Who put her in? Little Johnnie Green.
Who pulled her out? Big Johnnie Stout.
“Only that last part isn’t right,” the voice went on, “for Big Johnnie Stout hasn’t come to pull me out. But I’m in the well, as you can tell by the ding-dong bell. Oh, dear! I don’t know what to do. I want so much to get out.”
“I’ll help you out, Pussy,” said Uncle Wiggily, kindly. “I have been looking all over for you. But if you are in the well how is it that you did not sink to the bottom?”
“Because I have with me a yeast cake that I went to the store to get,” was the answer. “The yeast cake makes bread light, so it will rise, and it made me light, so I could rise to the top of the water.”
“Good!” cried Uncle Wiggily. “It was the shiny tinfoil of the yeast cake I saw at the bottom of the well. I’ll soon have you out now, Pussy.”

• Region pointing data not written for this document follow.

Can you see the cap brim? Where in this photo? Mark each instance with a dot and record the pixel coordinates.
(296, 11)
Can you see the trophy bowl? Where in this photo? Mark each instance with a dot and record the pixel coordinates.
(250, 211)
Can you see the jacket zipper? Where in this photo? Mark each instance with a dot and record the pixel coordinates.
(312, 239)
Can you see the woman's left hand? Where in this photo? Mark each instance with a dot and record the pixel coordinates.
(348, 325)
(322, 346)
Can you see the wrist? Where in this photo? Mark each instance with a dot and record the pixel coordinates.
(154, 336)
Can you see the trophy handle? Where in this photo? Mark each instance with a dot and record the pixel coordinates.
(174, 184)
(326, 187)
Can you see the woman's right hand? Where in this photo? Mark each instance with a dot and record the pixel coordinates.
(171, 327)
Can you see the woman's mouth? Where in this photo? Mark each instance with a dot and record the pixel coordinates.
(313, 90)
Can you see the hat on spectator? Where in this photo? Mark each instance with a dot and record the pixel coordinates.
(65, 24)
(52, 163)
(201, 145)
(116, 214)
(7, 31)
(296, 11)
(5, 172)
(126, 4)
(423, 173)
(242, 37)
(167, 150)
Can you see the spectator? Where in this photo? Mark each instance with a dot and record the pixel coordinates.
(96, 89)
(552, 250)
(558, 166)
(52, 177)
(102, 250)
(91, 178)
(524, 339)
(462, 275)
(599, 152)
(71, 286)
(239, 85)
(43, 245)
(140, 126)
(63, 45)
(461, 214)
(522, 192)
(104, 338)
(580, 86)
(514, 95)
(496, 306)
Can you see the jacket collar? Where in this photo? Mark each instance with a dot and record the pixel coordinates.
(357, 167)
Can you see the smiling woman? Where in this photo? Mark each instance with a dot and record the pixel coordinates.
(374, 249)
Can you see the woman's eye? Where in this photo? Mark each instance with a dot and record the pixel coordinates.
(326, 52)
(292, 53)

He gave a jump over to a wild grape vine, gnawed off a piece with his strong teeth, and then, using the grape vine as a rope, he lowered it down into the well. Pussy took hold of it with her claws and paws, putting the yeast cake in one ear, and Uncle Wiggily easily pulled her out. She was wet, but not hurt at all.
“Oh, thank you, Uncle Wiggily,” Pussy Mew said. “So it was you, and not Johnnie Stout, who pulled me out?”